Leveraging Multimodal AI for Medical Image Diagnosis through LLM's and Visual Question Answering
Shazab Ali
Co-Presenters: Individual Presentation
College: The Dorothy and George Hennings College of Science, Mathematics and Technology
Major: Computer Science
Faculty Research Mentor: Daehan Kwak
Abstract:
Artificial Intelligence (AI), particularly large language models (LLMs), has significantly advanced medical diagnostics, especially in interpreting medical images. This research explores the application of the LLaVa (Large Language and Vision Assistant) model for medical visual question answering (VQA) in analyzing chest X-rays, focusing on COVID-19 diagnoses. Accurate, automated diagnostic tools are crucial in healthcare, where rapid and precise analysis is often life-saving. Chest X-rays, essential for diagnosing conditions like COVID-19, require both expertise and time to interpret. This study investigates how LLaVa can augment or partially automate these processes, generating accurate responses to clinical queries.LLaVa integrates natural language processing and computer vision to process image inputs and generate contextually relevant text responses, making it suitable for multimodal tasks like medical VQA. Leveraging its ability to learn from image-text pairs, LLaVa was fine-tuned to analyze chest X-rays.
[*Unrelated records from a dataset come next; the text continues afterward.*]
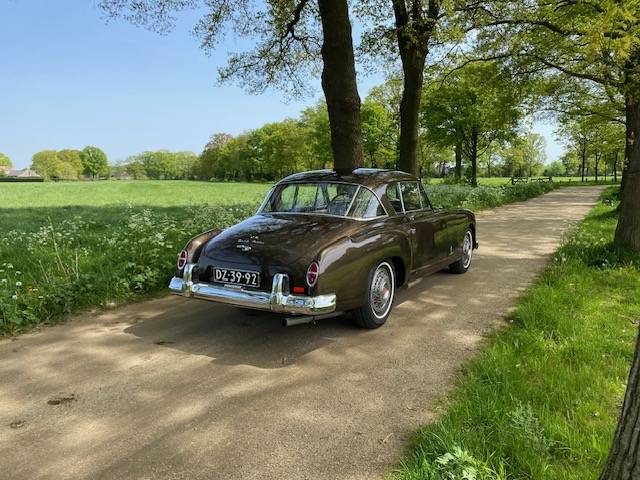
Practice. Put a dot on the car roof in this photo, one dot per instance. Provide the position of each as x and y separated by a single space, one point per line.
369 177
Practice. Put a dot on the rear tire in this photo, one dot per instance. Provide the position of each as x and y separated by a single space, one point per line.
381 289
464 263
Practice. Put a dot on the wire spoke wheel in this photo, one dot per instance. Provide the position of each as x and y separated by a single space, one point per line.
382 290
467 250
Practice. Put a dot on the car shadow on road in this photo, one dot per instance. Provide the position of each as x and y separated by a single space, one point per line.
233 336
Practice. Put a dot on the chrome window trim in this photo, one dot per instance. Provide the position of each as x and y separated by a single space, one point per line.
358 219
264 202
402 198
426 195
266 199
353 199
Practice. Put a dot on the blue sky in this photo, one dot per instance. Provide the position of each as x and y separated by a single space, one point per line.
69 80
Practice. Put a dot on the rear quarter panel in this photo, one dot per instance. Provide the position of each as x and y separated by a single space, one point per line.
345 265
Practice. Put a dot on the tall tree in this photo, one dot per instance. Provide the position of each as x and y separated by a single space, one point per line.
288 45
94 162
316 123
47 164
415 27
71 164
339 85
379 134
596 42
470 109
5 161
412 29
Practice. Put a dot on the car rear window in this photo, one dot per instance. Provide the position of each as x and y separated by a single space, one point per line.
366 205
324 198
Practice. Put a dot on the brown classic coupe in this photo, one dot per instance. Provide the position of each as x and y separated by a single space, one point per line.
323 243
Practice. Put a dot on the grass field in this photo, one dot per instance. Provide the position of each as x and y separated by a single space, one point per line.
500 181
542 401
69 246
150 193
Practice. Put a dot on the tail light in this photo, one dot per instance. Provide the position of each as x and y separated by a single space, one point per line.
312 274
182 259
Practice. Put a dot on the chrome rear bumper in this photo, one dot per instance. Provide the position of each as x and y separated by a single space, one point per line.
275 301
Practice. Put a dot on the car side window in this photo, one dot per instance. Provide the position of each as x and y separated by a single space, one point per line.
426 203
366 205
394 197
410 196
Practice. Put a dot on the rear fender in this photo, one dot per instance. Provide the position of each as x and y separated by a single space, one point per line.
345 265
196 244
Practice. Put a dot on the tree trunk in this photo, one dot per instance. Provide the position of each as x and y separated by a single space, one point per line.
474 158
628 229
584 157
339 85
413 61
413 32
624 457
458 169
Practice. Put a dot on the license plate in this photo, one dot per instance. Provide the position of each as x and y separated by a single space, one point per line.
236 277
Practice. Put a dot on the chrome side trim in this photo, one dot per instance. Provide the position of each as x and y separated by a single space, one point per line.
278 300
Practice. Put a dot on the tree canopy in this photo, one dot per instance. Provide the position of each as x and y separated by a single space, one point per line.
5 161
94 162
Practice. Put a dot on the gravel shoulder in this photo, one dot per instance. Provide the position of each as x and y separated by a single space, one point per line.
182 389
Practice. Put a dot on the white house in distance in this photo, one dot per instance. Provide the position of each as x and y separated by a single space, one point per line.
24 173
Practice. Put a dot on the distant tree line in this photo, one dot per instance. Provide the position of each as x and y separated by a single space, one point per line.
69 164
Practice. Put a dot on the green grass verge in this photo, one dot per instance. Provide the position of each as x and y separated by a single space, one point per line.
501 181
69 246
542 400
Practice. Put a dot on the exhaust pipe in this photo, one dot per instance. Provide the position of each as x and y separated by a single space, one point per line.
302 319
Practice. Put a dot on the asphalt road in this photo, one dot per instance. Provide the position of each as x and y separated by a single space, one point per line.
185 389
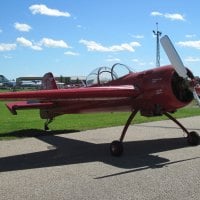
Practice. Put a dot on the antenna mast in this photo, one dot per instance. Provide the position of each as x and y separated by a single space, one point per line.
157 34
We utilized the LLaVa 1.5 model, known for its dynamic high-resolution capabilities, which enhances its perception of intricate medical details. To improve LLaVa’s performance, we extracted mask features of the images using a convolutional neural network (CNN) and integrated these features into the model, enabling it to better capture structural details and enhance diagnostic accuracy.A dataset of 7,146 chest X-ray images paired with detailed doctor notes was used for model training, refining LLaVa’s ability to associate visual cues with clinical findings. The training spanned 10 epochs on two NVIDIA RTX 3090 GPUs. Hyperparameters, such as learning rate, were optimized to improve accuracy, and a test set of 2,114 images was used to evaluate the model's performance.Preliminary results demonstrate LLaVa’s potential in identifying pulmonary infections and addressing complex clinical questions. However, challenges remain with nuanced cases and ambiguous visual cues. Further refinement is necessary to improve robustness and accuracy. LLaVa’s integration into medical VQA systems shows promise in supporting healthcare professionals, enhancing diagnostic accuracy, and improving patient outcomes.